My wife, Dawn is now on a new regimen of medications to keep her kidney alive and functioning. She has to take a pill for fighting the rejection and then a pill to fight fungus from growing and then a pill to prevent to fight this and another one for that.
Dawn lost her kidney at 20 and went onto dialysis and then started taking the large amount of medications when she received her 1st kidney transplant, 10 months later. She now has received her second transplant and she is on more medications.

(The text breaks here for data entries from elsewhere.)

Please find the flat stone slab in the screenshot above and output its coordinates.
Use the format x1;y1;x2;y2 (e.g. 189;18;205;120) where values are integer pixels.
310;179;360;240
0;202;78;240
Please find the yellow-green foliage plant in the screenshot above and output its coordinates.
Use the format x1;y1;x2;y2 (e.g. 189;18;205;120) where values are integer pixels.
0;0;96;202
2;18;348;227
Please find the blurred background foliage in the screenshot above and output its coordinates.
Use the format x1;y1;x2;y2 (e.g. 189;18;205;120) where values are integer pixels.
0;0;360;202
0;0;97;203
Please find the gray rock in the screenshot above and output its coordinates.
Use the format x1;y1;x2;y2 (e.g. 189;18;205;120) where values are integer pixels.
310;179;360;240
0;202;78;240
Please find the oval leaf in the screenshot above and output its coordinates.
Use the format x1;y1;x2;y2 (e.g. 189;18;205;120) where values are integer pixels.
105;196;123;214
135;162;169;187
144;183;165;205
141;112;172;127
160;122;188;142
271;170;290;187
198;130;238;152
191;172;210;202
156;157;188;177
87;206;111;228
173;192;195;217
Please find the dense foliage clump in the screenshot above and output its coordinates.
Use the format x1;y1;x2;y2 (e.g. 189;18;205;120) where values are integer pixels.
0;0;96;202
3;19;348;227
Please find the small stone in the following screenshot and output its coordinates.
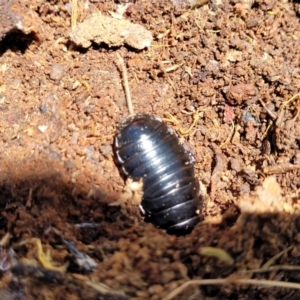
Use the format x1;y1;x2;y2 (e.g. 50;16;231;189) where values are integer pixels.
50;64;66;81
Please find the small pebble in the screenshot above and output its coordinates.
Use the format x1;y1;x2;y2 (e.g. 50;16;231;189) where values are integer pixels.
50;64;66;81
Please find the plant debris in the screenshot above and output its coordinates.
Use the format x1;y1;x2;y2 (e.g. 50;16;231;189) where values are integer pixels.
70;13;153;50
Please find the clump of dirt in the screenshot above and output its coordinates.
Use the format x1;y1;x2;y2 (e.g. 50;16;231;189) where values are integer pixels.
0;0;300;300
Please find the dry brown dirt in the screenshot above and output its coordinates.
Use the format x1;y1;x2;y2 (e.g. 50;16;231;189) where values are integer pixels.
0;0;300;300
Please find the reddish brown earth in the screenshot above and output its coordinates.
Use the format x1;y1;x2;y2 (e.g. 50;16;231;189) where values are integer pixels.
0;0;300;300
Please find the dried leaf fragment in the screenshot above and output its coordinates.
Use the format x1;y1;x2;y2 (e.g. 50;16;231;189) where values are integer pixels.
70;13;153;50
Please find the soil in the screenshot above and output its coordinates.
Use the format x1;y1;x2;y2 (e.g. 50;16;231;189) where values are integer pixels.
0;0;300;300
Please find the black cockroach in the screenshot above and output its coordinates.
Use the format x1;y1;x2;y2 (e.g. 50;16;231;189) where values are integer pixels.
114;57;201;235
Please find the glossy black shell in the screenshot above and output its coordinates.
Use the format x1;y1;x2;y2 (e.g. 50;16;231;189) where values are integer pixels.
114;114;201;235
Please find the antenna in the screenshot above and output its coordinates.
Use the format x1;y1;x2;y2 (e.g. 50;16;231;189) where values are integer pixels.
117;52;134;115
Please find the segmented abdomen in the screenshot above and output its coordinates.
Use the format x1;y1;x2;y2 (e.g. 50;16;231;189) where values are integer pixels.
114;114;201;234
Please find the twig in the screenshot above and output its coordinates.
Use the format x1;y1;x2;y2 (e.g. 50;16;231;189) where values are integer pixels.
117;53;134;115
71;0;78;31
162;278;300;300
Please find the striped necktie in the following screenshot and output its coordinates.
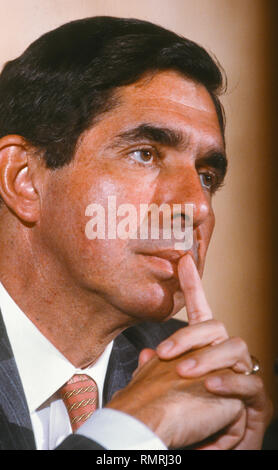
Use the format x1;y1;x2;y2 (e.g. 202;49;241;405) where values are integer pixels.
59;374;98;432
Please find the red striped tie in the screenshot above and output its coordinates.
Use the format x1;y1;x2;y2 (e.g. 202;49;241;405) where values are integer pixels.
60;374;98;432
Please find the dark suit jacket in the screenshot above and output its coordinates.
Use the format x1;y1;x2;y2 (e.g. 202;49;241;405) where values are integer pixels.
0;312;184;450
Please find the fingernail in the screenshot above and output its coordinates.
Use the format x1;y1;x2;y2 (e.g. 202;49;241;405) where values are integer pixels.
157;340;174;354
206;377;223;388
179;359;197;372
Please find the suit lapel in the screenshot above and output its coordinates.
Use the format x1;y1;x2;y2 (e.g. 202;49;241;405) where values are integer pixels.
0;312;35;450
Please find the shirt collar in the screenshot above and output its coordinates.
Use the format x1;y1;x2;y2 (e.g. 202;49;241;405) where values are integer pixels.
0;283;113;413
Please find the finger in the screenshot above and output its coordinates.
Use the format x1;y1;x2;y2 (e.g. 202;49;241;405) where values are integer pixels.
194;409;246;450
205;371;267;411
178;255;213;325
156;320;229;359
177;338;252;377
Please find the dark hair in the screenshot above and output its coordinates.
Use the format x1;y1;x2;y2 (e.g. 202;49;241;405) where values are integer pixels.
0;17;224;168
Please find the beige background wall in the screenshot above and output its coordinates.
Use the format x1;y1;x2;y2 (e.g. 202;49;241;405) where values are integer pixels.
0;0;278;412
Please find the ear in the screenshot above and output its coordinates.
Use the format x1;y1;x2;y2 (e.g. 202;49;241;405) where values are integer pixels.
0;135;40;223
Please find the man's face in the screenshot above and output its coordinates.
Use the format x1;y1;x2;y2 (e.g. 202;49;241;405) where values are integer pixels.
39;71;225;320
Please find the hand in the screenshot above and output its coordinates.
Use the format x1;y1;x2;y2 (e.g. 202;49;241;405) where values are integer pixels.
107;348;244;449
146;255;272;449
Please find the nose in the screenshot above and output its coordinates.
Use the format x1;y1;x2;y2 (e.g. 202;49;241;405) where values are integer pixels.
158;167;211;229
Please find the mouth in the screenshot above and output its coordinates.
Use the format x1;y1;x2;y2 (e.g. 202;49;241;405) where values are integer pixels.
136;243;199;279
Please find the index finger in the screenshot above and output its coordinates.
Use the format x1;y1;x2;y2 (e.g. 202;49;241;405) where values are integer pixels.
178;255;213;325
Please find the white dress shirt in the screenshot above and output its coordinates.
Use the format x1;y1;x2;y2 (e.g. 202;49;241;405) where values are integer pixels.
0;283;166;450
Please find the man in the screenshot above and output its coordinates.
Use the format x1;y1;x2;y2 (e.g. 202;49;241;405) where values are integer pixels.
0;17;271;449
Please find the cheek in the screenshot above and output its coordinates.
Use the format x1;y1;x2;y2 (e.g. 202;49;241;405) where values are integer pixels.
197;209;215;276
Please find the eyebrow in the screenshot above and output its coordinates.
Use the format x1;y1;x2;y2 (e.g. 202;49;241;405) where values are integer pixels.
115;124;188;148
112;123;228;178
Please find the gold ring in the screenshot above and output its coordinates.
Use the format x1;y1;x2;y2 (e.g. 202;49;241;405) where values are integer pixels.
244;356;260;375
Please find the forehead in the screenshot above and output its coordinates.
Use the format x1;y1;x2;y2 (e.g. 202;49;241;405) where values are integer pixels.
95;71;222;145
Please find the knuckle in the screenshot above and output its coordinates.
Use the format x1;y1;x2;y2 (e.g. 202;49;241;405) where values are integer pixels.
231;336;248;354
214;320;228;336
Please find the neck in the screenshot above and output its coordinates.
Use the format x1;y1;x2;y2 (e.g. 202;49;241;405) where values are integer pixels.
0;212;137;368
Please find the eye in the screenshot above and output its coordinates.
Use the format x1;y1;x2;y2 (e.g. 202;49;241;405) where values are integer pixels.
129;149;154;165
199;172;217;192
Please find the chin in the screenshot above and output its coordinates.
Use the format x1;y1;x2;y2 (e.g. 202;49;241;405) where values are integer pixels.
119;284;174;322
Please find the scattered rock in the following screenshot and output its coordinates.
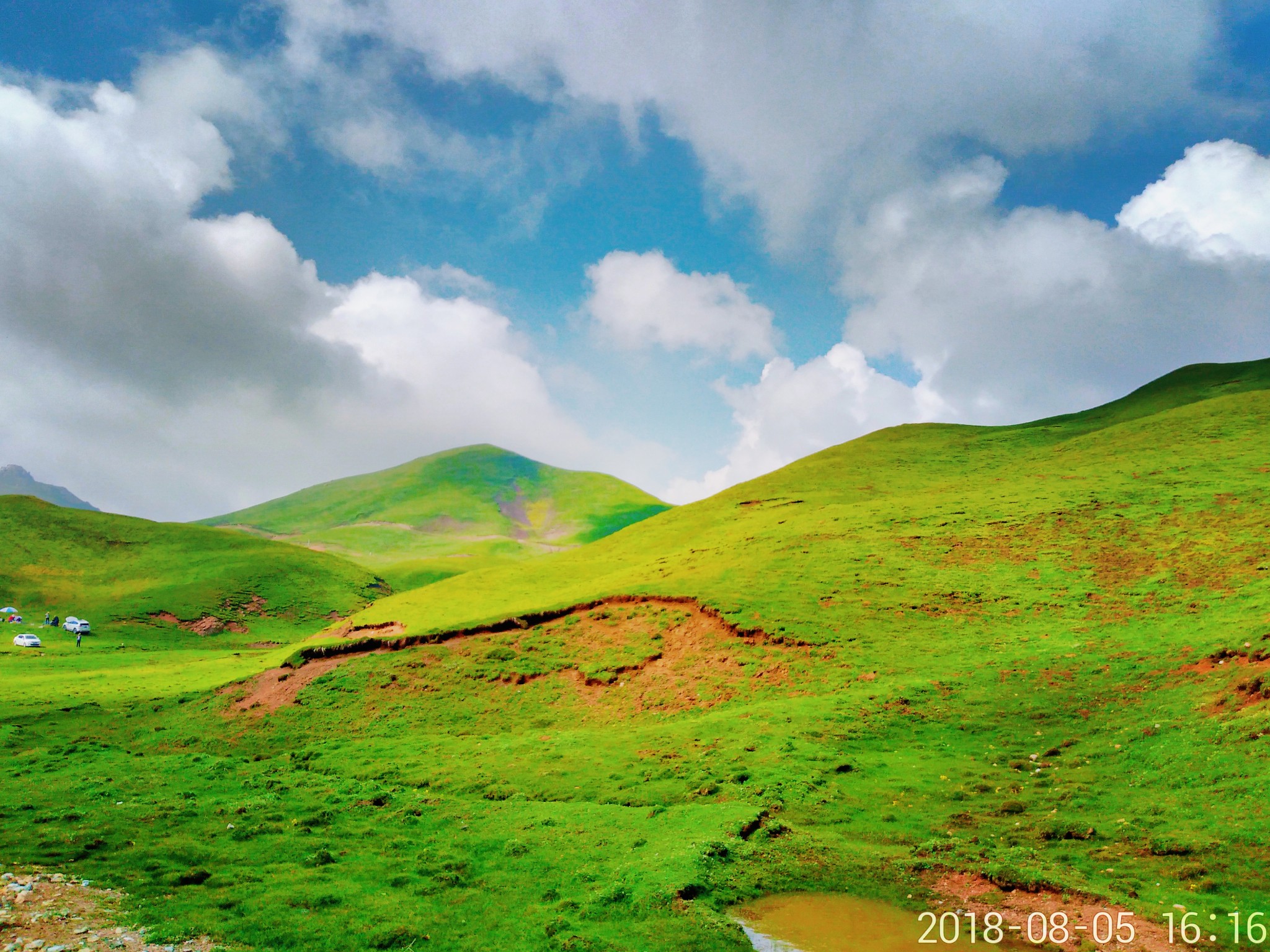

Something that continually pulls at my consciousness is when is the drug counter-active? Dawn has osteoporosis because of the prednisone medication and she has had cataracts as well. She has had one symptom and they then treat with another medication that will cause another side effect which will require another medication!
Is there anyone out there that has had a transplant and is on a very low dose of medication or none at all? I have heard that some people that have a transplant can be removed from the medication, but it is rare. I just suffer for my wife, and seeing her take the medication daily (32 pills to be exact) just seems like eventually she will end up with another symptom or problem caused by the medication.
One thing I am sure of; medicine is a science, but when you give the medicine to a person, it is still a gamble and a 'practice.' So tell me, talk to me, what is your experience on medication? you do not need to be a transplant recipient, you can be a cancer patient or whatever, but I am sure more have had the experiences that my spouse has had. As a care giver, watching the spouse go through such turmoil is hell.